Still, the VFW is being cautious about predicting how many people will show up.
“I can't tell you if there will be 10 people there, or 500 people,” said Wade Wilmoth, commander of VFW Post 4437. Wilmoth and the post are, in fact, taking little credit for the effort to get people to Stumpf's funeral, other than passing the word along via social media.
Terry Boswell said Wednesday that he expects at least 20 people to attend the funeral. Following the funeral, a reception will be held at West Bonifay Baptist Church, across the street from the cemetery. The awards and decorations that Stumpf earned during his military service will be on display, Boswell said.

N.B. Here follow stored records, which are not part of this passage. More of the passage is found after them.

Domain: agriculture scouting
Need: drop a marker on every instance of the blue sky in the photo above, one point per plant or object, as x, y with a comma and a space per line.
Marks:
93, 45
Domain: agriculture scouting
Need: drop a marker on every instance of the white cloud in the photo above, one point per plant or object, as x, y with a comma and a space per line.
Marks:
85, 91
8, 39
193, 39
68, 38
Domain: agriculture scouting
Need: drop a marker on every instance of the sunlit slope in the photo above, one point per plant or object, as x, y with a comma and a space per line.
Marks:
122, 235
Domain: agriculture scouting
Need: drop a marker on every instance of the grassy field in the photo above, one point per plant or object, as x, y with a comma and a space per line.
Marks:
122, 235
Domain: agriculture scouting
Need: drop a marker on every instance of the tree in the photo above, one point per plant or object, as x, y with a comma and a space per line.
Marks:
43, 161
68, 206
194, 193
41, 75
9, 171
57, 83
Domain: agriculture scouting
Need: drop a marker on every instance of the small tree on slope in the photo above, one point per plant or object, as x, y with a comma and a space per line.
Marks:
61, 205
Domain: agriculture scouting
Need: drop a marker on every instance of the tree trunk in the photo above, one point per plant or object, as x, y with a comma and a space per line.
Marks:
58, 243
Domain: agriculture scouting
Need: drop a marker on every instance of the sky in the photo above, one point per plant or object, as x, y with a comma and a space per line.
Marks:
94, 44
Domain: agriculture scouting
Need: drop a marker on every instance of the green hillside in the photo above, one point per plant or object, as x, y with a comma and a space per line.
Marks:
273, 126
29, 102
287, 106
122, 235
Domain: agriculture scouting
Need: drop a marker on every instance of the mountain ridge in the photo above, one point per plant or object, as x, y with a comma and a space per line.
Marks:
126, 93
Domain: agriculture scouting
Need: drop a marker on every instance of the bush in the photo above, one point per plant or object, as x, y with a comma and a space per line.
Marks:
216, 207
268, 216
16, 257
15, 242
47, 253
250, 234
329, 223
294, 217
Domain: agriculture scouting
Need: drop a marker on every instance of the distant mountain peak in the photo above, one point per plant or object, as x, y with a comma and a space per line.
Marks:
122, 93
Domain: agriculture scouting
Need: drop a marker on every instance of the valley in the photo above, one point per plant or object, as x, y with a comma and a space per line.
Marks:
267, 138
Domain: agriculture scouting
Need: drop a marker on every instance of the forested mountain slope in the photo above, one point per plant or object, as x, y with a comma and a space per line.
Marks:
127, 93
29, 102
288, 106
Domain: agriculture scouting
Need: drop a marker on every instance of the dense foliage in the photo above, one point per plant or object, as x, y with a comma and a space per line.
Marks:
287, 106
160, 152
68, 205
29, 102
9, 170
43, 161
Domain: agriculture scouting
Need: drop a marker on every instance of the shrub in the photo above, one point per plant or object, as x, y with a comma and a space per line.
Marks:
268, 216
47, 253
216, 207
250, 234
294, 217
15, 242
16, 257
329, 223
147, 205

Among the organizations that turned to social media to help bring people to Stumpf's funeral was the 1st Special Operations Wing at Hurlburt Field. According to the 1st SOW, Stumpf “was a Vietnam veteran and loadmaster in our very own 15th Special Operations Squadron.”
Also according to a 1st SOW post on Facebook urging “a large turnout to show how grateful we are for Americans like John Stumpf,” the retired master sergeant was awarded a Purple Heart during his Vietnam service after he was shot in the arm.
“His commitment to his unit and his country embody what we strive to be here at the 1st SOW,” the Facebook post noted.
Stumpf joined the Air Force in 1956 and served at a number of bases before being sent to Vietnam. After Vietnam, Stumpf was assigned to Air Force Special Operations Command, where he was involved in conducting psychological operations missions across Southeast Asia and transporting weapons, supplies and equipment aboard a C-130 aircraft.
Lee Hess of Shalimar knew Stumpf in the early 1970s when they were serving together in Okinawa, Japan. He had since lost touch with him, but remembered Stumpf only as “quite adept and quite proficient” in handling his loadmaster duties.
Hess, who found out about Stumpf's death via social media, said he is one of four people locally who served with Stumpf, and all of them plan to attend Thursday's funeral.